There are quite a few elements to the film that will make any expert in US military practice cry. However, the central drama is intriguing enough to help convince the audience to suspend their disbelief, if only because the central premise – the fate of the entire world hinging on a single shouted conversation in a tiny submarine somewhere – is so damn intriguing. It’s a powerful little movie which works really well.

6 Responses

  1. I really love those cold war-set fictional conflict movies like Crimson Tides or the entire Jack Ryan series (The Hunt for Red October, Clear and Present Danger etc…). Indeed a great movie, well before Tony Scott turned into a hack.
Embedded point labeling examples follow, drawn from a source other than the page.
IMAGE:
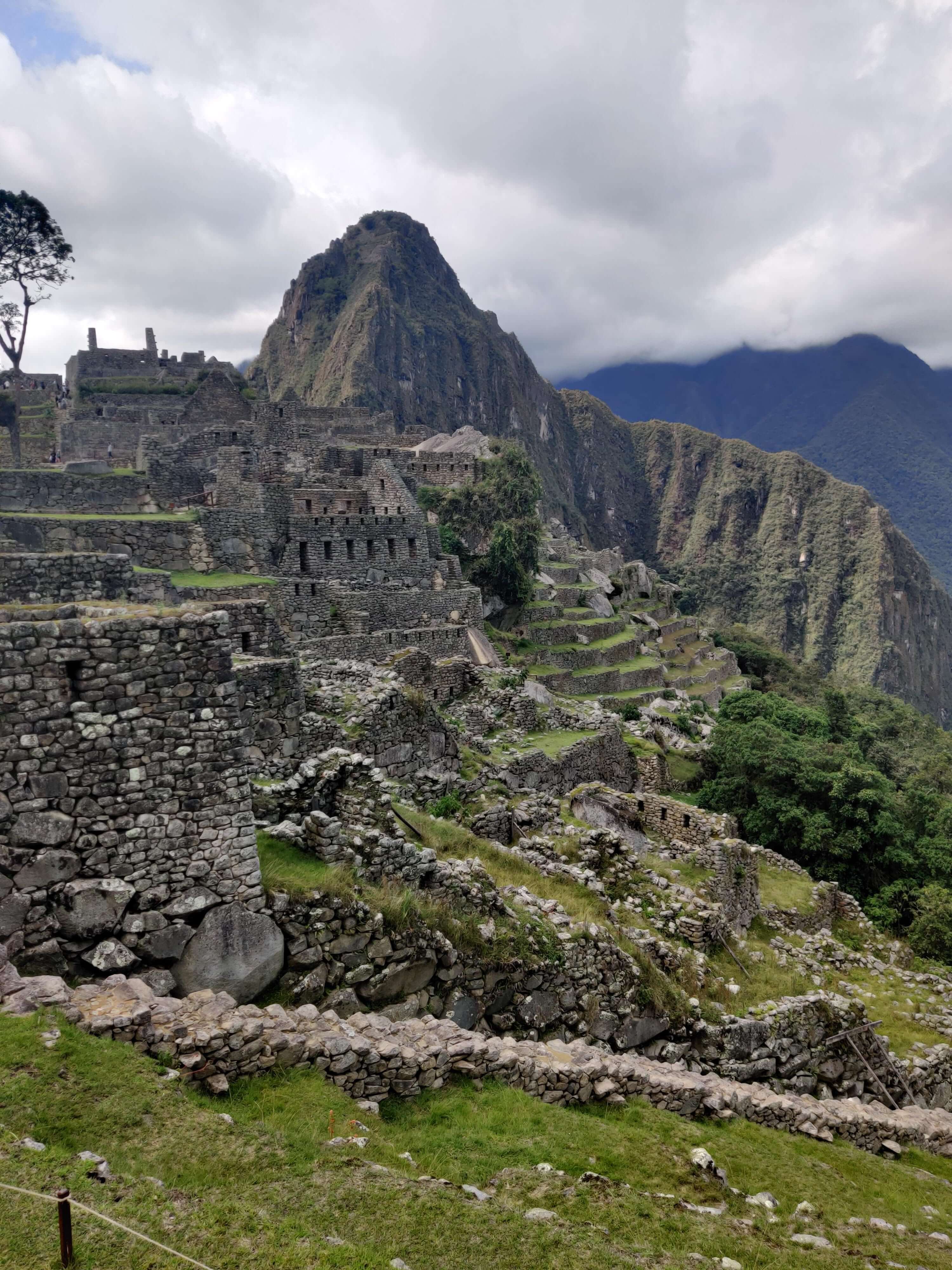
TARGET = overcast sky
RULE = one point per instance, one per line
(616, 178)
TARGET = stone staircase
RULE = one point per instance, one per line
(643, 648)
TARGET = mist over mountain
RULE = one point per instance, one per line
(380, 319)
(869, 412)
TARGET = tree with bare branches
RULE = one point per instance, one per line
(35, 257)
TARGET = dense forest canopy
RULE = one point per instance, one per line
(850, 783)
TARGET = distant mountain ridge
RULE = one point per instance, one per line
(380, 319)
(869, 412)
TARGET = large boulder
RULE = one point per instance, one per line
(234, 952)
(397, 981)
(93, 906)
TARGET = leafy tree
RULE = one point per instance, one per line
(931, 934)
(35, 257)
(502, 572)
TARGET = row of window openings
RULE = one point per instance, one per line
(351, 551)
(663, 815)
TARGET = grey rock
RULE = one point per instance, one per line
(166, 946)
(44, 958)
(110, 957)
(465, 1013)
(345, 1004)
(87, 467)
(598, 604)
(41, 829)
(639, 1032)
(92, 907)
(49, 868)
(539, 1010)
(233, 952)
(49, 784)
(398, 981)
(199, 900)
(13, 914)
(162, 982)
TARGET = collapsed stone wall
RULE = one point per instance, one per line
(67, 578)
(152, 544)
(125, 807)
(604, 758)
(373, 1057)
(65, 492)
(271, 704)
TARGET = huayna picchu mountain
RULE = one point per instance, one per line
(380, 321)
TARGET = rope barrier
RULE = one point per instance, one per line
(102, 1217)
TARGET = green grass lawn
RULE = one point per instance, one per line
(191, 578)
(785, 890)
(266, 1193)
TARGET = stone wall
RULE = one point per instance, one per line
(271, 703)
(67, 578)
(152, 544)
(67, 492)
(373, 1057)
(604, 758)
(125, 805)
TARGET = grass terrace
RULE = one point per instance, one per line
(266, 1193)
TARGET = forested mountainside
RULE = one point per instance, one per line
(870, 412)
(380, 319)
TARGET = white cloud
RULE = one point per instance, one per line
(615, 180)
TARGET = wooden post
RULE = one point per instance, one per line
(65, 1227)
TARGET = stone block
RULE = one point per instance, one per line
(234, 952)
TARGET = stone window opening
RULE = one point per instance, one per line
(73, 675)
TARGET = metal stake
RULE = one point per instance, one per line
(65, 1227)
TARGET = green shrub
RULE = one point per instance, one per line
(931, 933)
(445, 807)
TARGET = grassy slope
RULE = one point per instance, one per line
(267, 1193)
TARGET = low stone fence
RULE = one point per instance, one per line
(32, 578)
(152, 544)
(604, 758)
(271, 703)
(371, 1057)
(67, 492)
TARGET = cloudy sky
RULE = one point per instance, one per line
(618, 178)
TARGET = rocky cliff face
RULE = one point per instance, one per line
(772, 542)
(380, 319)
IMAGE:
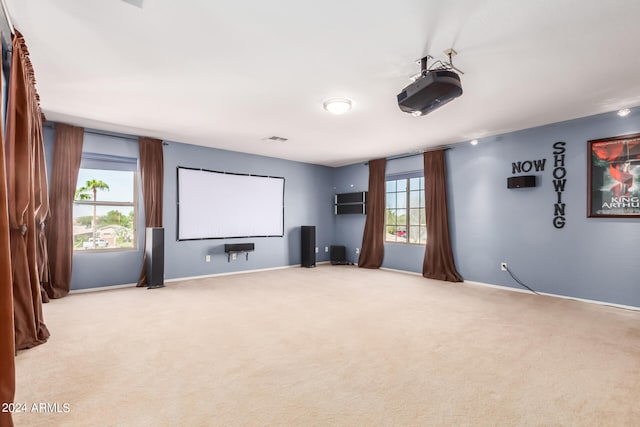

    • I don’t know if I’d go that far. “Hack” seems harsh. But the nineties is where it’s at for Tony Scott.

  2. “Hack” implies Sommers, Bay-esque levels of badness. Tony Scott knows what he wants and doesn’t delve into the unnecessary.

    • I would deem 360 degree rotating pans around a little control booth in which Denzel Washington is sitting (Taking of Pelham 1 2 3) as unnecessary 😉

      • I love those Michael Bay rotating pans. Bonus points if the camera is looking up at our heroes and in slow motion.

    • I’d agree. Which is funny, because Crimson Tide looks like a movie that could descend into a Bay-style mess if pushed a little too far.